Micah Alpern, Senior Managing Director within Teneo‘s people advisory team, writes how Chief People Officers ought to drive employee experience and higher performance with the backing of data.

As companies determine what the future of work looks like, battle a tight talent market and adjust to increasing economic pressures, the Chief People Officer’s (CPO) role continues to evolve.

The CPO role was originally created to draft and execute policy that guides the company through the legal issues of labor management. Today, many people leaders see themselves as chief happiness officers. Neither extreme will produce the results CEOs and boards need now.

Modern CPOs are driving more agile and fluid organizations, redesigning HR roles and operating models, while driving the employee experience and maximizing team performance. This work is only successful when paired with a clear leadership mandate that is aligned with the business objectives.

The design of the employee experience revolves tightly around the culture. While CPOs are not the sole owners of the culture, they play an essential role in enabling the organization, leaders and employees to live and experience the stated culture.

Once the C-suite defines the culture, the CPO and their team are required to reinforce the values and behaviors through the employee experience; including recruiting, onboarding, performance management, rewards, benefits, development, mobility and exiting.
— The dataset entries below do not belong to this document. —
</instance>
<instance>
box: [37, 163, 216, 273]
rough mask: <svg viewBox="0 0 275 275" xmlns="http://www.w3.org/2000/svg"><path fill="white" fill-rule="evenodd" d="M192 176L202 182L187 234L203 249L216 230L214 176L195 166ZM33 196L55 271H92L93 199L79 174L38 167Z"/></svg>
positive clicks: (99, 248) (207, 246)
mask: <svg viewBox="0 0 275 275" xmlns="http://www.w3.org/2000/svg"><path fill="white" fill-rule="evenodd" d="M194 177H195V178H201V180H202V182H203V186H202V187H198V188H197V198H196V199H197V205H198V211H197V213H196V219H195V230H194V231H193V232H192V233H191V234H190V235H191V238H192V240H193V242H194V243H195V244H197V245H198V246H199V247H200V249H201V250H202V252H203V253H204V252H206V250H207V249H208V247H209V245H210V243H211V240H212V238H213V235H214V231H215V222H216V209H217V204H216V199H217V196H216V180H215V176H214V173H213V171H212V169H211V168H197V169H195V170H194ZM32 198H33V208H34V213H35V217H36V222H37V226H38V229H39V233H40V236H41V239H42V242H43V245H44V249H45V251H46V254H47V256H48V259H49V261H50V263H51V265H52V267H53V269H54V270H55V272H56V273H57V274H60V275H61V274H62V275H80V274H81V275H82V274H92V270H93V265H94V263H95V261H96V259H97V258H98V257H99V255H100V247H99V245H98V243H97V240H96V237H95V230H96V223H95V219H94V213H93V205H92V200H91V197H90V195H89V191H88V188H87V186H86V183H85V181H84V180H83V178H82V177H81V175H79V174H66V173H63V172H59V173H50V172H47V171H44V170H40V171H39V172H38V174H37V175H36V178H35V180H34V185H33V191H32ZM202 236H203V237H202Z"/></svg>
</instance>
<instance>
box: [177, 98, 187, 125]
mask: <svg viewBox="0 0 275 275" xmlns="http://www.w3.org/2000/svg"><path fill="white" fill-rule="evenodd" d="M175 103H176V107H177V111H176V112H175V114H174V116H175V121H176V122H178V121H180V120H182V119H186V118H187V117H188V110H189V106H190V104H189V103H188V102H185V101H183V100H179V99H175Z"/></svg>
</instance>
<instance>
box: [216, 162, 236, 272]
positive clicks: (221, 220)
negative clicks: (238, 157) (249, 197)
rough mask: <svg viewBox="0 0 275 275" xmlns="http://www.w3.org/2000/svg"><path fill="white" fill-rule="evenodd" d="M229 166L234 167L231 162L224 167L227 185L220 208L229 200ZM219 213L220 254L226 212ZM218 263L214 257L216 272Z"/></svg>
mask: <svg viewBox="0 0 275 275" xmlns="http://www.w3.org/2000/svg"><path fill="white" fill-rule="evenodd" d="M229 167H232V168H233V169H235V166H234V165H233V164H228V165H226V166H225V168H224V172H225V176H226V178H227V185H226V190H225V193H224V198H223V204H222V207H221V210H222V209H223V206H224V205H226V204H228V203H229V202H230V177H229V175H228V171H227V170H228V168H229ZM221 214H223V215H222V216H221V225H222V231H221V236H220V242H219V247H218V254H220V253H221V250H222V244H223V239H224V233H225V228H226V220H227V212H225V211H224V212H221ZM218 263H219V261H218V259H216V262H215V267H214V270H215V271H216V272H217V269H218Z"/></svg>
Failure to do this creates a fracture between what the company says it is, and what employees actually experience.

Companies with an employee experience that delivers on the desired culture have more engaged employees, higher performance, lower levels of risk and more satisfied customers. The Canada Human Resources Centre found that unhappy workers cost the North American business economy over $350 billion per year in lost productivity.

We all work in teams, and while the modern CPO applies an individual, inclusive view to the people strategy, they also focus on maximizing team performance.
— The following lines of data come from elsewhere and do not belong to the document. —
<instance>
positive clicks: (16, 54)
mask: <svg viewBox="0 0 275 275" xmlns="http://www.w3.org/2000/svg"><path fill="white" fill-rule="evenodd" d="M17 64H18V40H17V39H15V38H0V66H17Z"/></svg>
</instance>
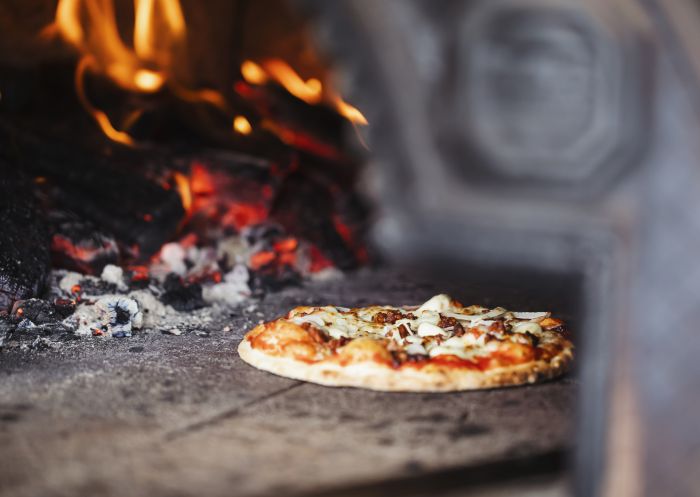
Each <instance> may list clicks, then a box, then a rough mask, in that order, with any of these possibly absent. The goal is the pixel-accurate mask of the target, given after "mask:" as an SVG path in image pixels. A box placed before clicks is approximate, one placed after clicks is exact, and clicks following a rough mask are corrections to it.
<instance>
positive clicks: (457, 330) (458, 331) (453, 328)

CPOs do this by making sure teams are structured with a diverse mix of experiences, have the right tools and processes, and have leaders, not managers, who are skilled in getting the best out of everyone.

Beyond these elements, leading-edge CPOs leverage people analytics to ensure the company maximizes team performance. People analytics is not about tracking engagement. The concept of engagement has been around for years and scores continue to decline. It’s time to stop tracking whether people are engaged and start tracking how to get them engaged through the employee experience.
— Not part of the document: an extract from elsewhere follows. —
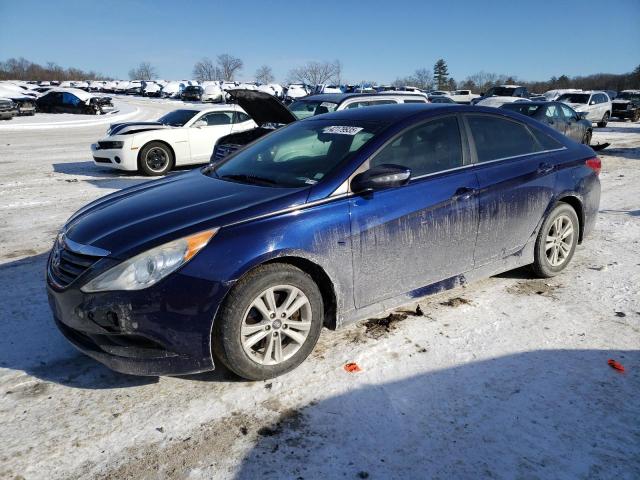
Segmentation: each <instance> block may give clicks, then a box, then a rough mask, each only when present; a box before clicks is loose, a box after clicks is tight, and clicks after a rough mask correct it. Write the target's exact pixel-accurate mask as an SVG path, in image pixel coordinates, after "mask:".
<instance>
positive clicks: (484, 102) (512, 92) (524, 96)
mask: <svg viewBox="0 0 640 480" xmlns="http://www.w3.org/2000/svg"><path fill="white" fill-rule="evenodd" d="M523 101H524V102H526V101H529V91H528V90H527V88H526V87H521V86H520V85H500V86H497V87H491V88H490V89H489V90H487V93H483V94H481V96H480V97H479V98H475V99H473V100H472V101H471V104H472V105H478V106H481V107H496V108H497V107H500V106H502V105H504V104H505V103H511V102H523Z"/></svg>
Modern CPOs execute a sophisticated employee listening strategy focused on experience by:

  1. Frequently assessing each individual’s needs in a targeted manner. For example:
    When employees return from parental leave, ask how the company supported them, how the company could improve and what the person needs as they rejoin
    When performance reviews are complete, ask how the process went, whether the feedback was valuable, if a development path is clear and how it could be improved
  2. Assessing connectivity through organizational network analysis to identify the:
    Biggest influencers across the organization
    Individuals in isolation
    Inclusiveness across the organization between people with different backgrounds
    As the importance of the CPO continues to elevate and the role evolves, CEOs should set the expectation of the CPO being a strategic partner.

As a strategic partner, the CPO is expected to shape the culture by creating the right employee experience and driving higher performance through targeted (i.e., individualized) programs backed by data.